Focus: NextGen - The Case for Airport Operator Involvement
The basis for the next generation air transportation system (NextGen) is a set of evolving air traffic control and aircraft navigation technologies designed to transform the U.S. air traffic control system from a ground-based system to a satellite-based system. When fully implemented, NextGen will allow aircraft to safely fly closer together on more direct routes, thus reducing aircraft operating times and delays, and providing benefits for the environment through reductions in carbon emissions, fuel consumption, and noise exposure. While NextGen is often referenced in terms of its enabling technologies and capabilities, its achievements will depend to a large degree on the local solutions proposed by airport and airline management and approved by the airport community.

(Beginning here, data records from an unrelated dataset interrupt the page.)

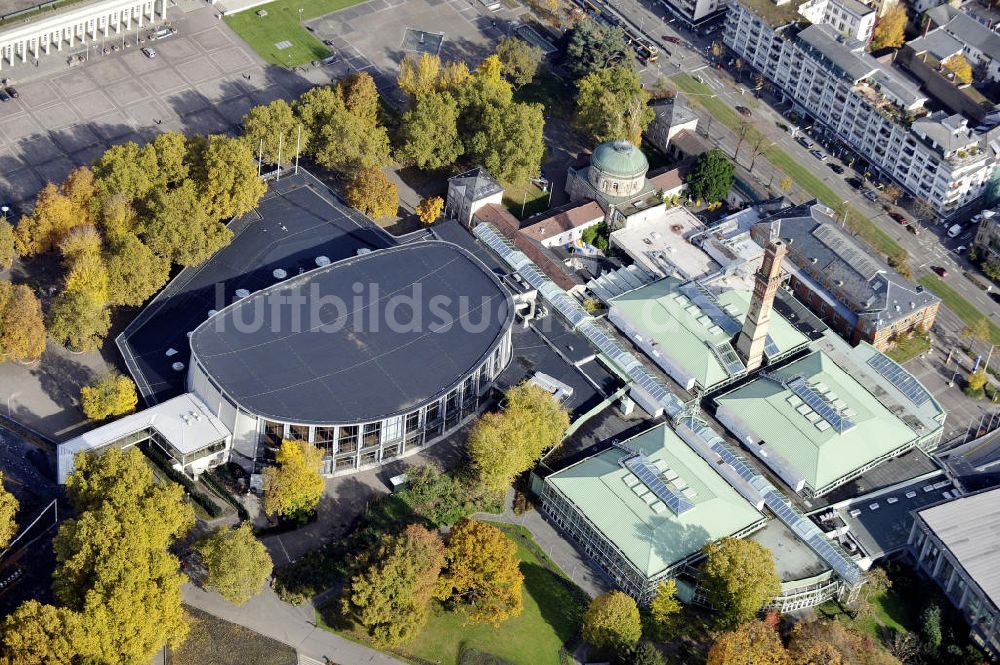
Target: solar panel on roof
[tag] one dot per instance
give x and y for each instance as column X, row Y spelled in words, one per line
column 900, row 378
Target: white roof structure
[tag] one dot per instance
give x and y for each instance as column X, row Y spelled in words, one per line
column 184, row 422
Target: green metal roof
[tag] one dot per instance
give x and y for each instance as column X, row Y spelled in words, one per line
column 654, row 541
column 684, row 332
column 619, row 158
column 775, row 415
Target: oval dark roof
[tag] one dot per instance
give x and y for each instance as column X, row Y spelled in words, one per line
column 359, row 340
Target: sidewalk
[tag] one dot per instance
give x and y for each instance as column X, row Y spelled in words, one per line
column 295, row 626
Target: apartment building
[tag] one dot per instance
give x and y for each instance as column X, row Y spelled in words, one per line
column 872, row 108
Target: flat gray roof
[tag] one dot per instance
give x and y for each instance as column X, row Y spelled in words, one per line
column 970, row 528
column 372, row 340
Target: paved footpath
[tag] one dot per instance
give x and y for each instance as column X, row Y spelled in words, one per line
column 294, row 626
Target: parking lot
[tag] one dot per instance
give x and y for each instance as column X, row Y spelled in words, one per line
column 202, row 80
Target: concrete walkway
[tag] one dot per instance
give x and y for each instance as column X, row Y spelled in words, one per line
column 294, row 626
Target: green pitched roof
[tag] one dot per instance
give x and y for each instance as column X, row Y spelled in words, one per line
column 684, row 332
column 652, row 537
column 818, row 453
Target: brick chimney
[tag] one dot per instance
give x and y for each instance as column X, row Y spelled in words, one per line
column 750, row 345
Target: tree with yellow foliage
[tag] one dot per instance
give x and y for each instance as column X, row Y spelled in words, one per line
column 482, row 573
column 429, row 209
column 294, row 486
column 112, row 395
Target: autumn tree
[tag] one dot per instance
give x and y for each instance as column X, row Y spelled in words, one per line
column 429, row 209
column 520, row 60
column 889, row 31
column 593, row 45
column 663, row 610
column 428, row 134
column 711, row 177
column 8, row 515
column 112, row 395
column 22, row 327
column 373, row 193
column 754, row 643
column 180, row 228
column 8, row 245
column 294, row 486
column 268, row 128
column 612, row 104
column 505, row 444
column 225, row 173
column 114, row 565
column 612, row 622
column 739, row 579
column 482, row 573
column 391, row 594
column 238, row 564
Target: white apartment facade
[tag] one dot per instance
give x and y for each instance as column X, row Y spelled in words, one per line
column 870, row 107
column 80, row 23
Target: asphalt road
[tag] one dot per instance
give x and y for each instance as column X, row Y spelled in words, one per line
column 930, row 248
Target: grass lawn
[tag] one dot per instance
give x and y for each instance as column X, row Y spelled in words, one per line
column 283, row 23
column 213, row 641
column 702, row 95
column 553, row 607
column 527, row 196
column 952, row 299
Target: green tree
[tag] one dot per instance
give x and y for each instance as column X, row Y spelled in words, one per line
column 754, row 643
column 591, row 46
column 114, row 565
column 8, row 515
column 612, row 104
column 739, row 579
column 510, row 145
column 711, row 177
column 238, row 564
column 135, row 271
column 8, row 245
column 482, row 573
column 612, row 622
column 79, row 320
column 889, row 31
column 180, row 228
column 663, row 610
column 269, row 127
column 225, row 173
column 112, row 395
column 429, row 132
column 520, row 60
column 294, row 486
column 391, row 594
column 22, row 328
column 373, row 193
column 429, row 209
column 503, row 445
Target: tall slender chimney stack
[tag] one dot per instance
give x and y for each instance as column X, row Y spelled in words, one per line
column 750, row 345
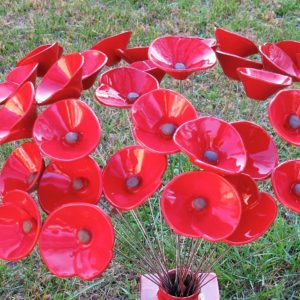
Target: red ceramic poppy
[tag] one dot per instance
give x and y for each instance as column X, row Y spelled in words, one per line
column 111, row 46
column 262, row 157
column 259, row 211
column 234, row 43
column 284, row 115
column 212, row 144
column 231, row 62
column 20, row 225
column 44, row 55
column 22, row 169
column 276, row 60
column 131, row 176
column 94, row 61
column 77, row 246
column 121, row 87
column 67, row 130
column 286, row 184
column 180, row 56
column 261, row 84
column 18, row 115
column 157, row 115
column 149, row 67
column 63, row 80
column 191, row 202
column 67, row 182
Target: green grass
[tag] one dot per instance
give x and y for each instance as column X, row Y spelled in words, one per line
column 249, row 272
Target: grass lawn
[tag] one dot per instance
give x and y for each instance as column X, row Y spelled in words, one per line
column 266, row 269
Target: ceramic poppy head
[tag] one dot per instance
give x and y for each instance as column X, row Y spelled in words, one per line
column 231, row 62
column 149, row 67
column 20, row 225
column 191, row 202
column 121, row 87
column 212, row 144
column 259, row 210
column 66, row 182
column 234, row 43
column 81, row 246
column 67, row 130
column 111, row 46
column 63, row 80
column 261, row 84
column 45, row 56
column 276, row 60
column 18, row 115
column 286, row 184
column 284, row 115
column 262, row 157
column 180, row 56
column 22, row 169
column 94, row 61
column 157, row 115
column 131, row 176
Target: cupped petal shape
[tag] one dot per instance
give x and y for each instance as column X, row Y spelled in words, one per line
column 286, row 184
column 112, row 45
column 180, row 56
column 157, row 115
column 212, row 144
column 67, row 130
column 261, row 84
column 231, row 62
column 121, row 87
column 22, row 169
column 191, row 202
column 67, row 182
column 18, row 115
column 284, row 115
column 234, row 43
column 262, row 156
column 77, row 246
column 44, row 55
column 131, row 176
column 276, row 60
column 63, row 80
column 94, row 61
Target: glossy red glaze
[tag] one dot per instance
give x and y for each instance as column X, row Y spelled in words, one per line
column 149, row 67
column 132, row 162
column 285, row 104
column 94, row 61
column 63, row 80
column 44, row 55
column 262, row 156
column 284, row 178
column 234, row 43
column 116, row 85
column 196, row 137
column 18, row 115
column 168, row 51
column 276, row 60
column 67, row 182
column 67, row 130
column 156, row 109
column 222, row 205
column 261, row 84
column 65, row 252
column 22, row 169
column 112, row 45
column 231, row 62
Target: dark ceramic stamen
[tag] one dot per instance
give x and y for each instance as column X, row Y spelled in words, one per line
column 84, row 236
column 294, row 121
column 168, row 129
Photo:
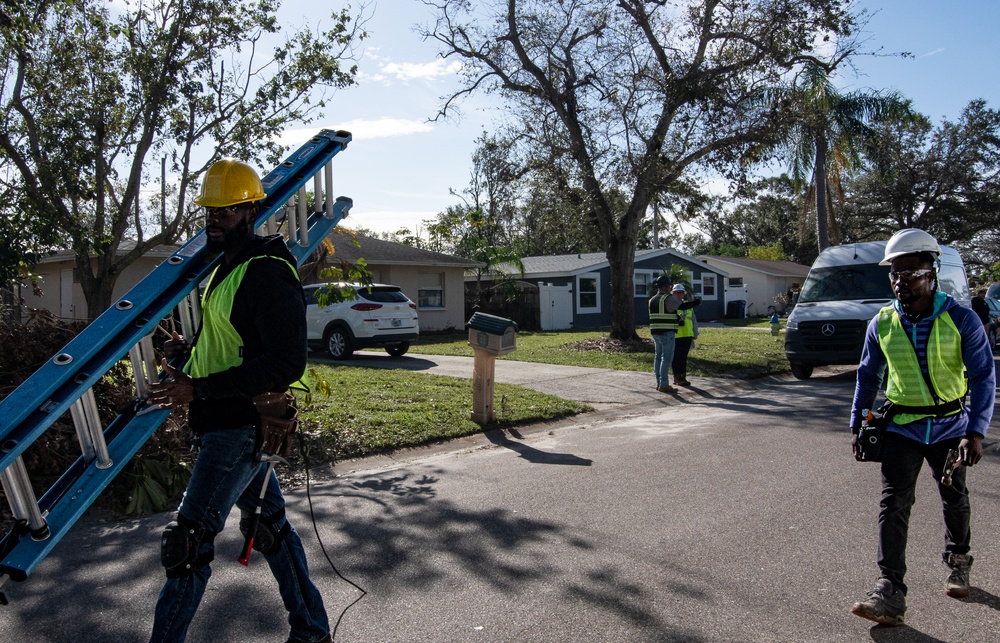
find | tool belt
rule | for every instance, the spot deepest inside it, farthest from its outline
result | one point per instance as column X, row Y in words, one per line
column 279, row 420
column 937, row 410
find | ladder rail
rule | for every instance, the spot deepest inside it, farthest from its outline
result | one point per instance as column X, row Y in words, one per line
column 50, row 391
column 65, row 382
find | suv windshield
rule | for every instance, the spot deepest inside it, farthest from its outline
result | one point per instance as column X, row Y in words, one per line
column 382, row 294
column 867, row 281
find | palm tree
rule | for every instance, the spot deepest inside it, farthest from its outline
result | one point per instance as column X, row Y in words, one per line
column 827, row 133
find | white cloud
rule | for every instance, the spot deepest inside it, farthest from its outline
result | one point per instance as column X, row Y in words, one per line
column 405, row 72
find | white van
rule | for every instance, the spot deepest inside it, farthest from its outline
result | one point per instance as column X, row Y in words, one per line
column 845, row 288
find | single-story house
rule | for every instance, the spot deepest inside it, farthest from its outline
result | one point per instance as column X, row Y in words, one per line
column 60, row 291
column 575, row 290
column 758, row 281
column 433, row 280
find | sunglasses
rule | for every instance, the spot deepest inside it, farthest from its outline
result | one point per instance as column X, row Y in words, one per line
column 226, row 212
column 908, row 275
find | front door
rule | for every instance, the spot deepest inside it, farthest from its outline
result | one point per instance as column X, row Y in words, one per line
column 556, row 307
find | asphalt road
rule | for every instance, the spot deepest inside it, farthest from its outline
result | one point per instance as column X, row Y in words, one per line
column 727, row 514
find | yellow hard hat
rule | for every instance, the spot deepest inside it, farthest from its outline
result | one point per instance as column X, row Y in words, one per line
column 229, row 182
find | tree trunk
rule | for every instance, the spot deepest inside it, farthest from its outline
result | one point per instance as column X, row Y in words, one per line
column 97, row 291
column 621, row 259
column 819, row 174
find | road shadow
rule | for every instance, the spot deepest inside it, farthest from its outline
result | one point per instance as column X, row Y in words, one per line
column 531, row 454
column 901, row 634
column 982, row 597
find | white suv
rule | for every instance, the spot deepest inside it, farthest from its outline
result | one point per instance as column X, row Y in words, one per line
column 379, row 315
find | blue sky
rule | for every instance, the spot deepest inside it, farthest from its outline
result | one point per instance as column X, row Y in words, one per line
column 399, row 168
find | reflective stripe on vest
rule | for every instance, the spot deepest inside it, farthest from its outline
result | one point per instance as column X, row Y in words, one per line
column 219, row 347
column 686, row 328
column 906, row 384
column 661, row 319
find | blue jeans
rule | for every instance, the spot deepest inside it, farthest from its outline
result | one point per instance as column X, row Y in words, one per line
column 664, row 356
column 902, row 460
column 226, row 474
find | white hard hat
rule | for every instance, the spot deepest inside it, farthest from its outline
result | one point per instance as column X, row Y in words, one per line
column 909, row 241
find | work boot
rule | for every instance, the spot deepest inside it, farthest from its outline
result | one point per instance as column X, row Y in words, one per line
column 325, row 639
column 885, row 604
column 957, row 585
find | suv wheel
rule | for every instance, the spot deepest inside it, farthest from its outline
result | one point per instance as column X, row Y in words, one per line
column 398, row 350
column 338, row 344
column 801, row 371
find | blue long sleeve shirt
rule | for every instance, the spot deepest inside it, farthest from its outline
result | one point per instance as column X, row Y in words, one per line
column 976, row 354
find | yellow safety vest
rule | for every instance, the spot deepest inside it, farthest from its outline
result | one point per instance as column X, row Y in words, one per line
column 219, row 346
column 906, row 385
column 686, row 328
column 659, row 318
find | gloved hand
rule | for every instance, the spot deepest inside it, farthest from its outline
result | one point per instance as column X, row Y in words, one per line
column 970, row 449
column 176, row 346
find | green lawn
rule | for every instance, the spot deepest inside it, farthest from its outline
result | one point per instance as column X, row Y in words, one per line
column 356, row 411
column 718, row 352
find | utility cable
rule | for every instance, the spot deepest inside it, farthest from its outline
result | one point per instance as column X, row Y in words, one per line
column 312, row 516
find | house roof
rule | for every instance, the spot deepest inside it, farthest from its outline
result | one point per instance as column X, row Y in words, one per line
column 766, row 266
column 559, row 265
column 126, row 245
column 389, row 253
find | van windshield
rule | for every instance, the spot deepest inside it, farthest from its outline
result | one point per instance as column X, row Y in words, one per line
column 837, row 283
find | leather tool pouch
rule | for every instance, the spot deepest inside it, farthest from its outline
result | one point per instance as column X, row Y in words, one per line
column 871, row 438
column 279, row 420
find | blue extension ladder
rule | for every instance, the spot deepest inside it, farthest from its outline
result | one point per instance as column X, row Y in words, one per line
column 64, row 383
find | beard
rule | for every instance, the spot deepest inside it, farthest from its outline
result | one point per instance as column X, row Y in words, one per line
column 231, row 238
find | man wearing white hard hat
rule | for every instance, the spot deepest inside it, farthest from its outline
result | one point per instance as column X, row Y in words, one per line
column 935, row 354
column 687, row 332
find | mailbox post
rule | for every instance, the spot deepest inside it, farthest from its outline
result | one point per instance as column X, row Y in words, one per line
column 489, row 336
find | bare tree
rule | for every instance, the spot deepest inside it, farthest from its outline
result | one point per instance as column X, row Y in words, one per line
column 627, row 95
column 93, row 96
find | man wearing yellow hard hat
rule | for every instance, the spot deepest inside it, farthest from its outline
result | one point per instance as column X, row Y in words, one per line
column 251, row 345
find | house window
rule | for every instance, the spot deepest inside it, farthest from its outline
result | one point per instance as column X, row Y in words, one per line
column 430, row 293
column 708, row 286
column 588, row 298
column 643, row 284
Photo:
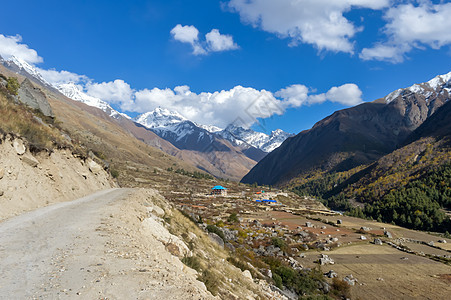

What NextGen Means for Airports
NextGen’s impacts will vary by airport, depending on the number and complexity of aircraft operations and local constraints on airport capacity. NextGen’s meaning for airports can best be explained by the potential realization of procedural and physical benefits:
- The procedural benefits would include shorter, more fuel-efficient, conflict-free, all-weather flight paths leading to and from the runways at the nation’s airports. These benefits would result from the greatly improved navigation accuracy using cockpit-based global positioning system (GPS) receivers and flight management system computers. Neighborhoods surrounding airports would receive the air quality and noise benefits of optimal profile descents where landing aircraft descend at idle thrust from cruise altitude to the runway without having to level off. Departing aircraft could use unrestricted climb profiles. One downside to these more precise flight paths is that noise levels could increase under the more concentrated flight paths, which could be a problem if those paths could not be shifted to overfly areas that are less noise sensitive.
- The physical benefits would include reduced centerline-tocenterline spacing between parallel runways for independent operations, reduced dependence between and among airports that share limited airspace, and reduced congestion on the ground at airports as a result of departure queue management and optimal taxiing procedures.